Other states made bolder moves to fix mental health care.
What lessons does this hold for SC?
By Glenn Smith,
Jocelyn Grzeszczak
and Alan Hovorka
April 26, 2026

Four years after South Carolina law was changed
to allow jails to provide competency restoration treatment, Aiken
County’s detention center has the only program that is fully up and
running.

GRACE BEAHM ALFORD/STAFF

Four years after South Carolina law was changed
to allow jails to provide competency restoration treatment, Aiken
County’s detention center has the only program that is fully up and
running..

GRACE BEAHM ALFORD/STAFF

South Carolina has struggled for decades to care for the mentally ill defendants filling its jails and now risks falling behind other states with clearer consensus and strategies for tackling this growing challenge.

Demands for pre-trial mental health evaluations have spiked in recent years, and inmates are waiting an average of eight months in jail to get needed psychiatric care. This has proven dangerous for inmates and detention staff, expensive for taxpayers and it leaves the state open to potentially costly legal challenges, experts said.

If you or someone you know is experiencing a mental health
crisis, contact the South Carolina Office of Mental Health’s
statewide Mobile Crisis Team, available 24/7/365: 833-364-2274.

South Carolina has a network of 16 community mental health
centers and dozens more local clinics that provide emergency and
outpatient services. To find a location nearest you, here.

National Suicide Prevention Hotline: Call or text 988.

South Carolina is hardly alone in dealing with such pressures, but other states have made greater strides in devising potential fixes — at times as a result of punishing lawsuits.

In some states, the focus has been on adding psychiatric beds. In others, the goal is to more quickly identify those in the most dire need of care. Still others have streamlined their court processes. Some have combined all of these elements.

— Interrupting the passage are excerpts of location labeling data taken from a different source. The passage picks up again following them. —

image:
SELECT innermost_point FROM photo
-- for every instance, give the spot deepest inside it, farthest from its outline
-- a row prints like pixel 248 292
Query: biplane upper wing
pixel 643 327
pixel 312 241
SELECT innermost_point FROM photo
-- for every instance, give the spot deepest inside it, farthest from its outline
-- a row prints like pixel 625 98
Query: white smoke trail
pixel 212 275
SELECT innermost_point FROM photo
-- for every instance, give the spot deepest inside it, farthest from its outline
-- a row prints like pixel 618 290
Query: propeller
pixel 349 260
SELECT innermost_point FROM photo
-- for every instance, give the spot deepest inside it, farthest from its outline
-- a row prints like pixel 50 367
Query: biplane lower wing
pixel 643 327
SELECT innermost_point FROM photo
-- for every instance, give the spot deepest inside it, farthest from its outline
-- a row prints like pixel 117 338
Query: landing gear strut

Across the U.S., the basic goal is to ensure criminal defendants get help in a timely manner so they can understand their charges and meaningfully participate in their own defense. Many also seek to help these defendants get on track in life and steer clear of the criminal justice system in the future.

In the past five years, South Carolina lawmakers have introduced a handful of bills aimed at improving the system here. Their ideas include allowing courts greater flexibility in diverting patients to private care and creating a pilot program to explore alternatives to incarceration for inmates with behavioral health issues.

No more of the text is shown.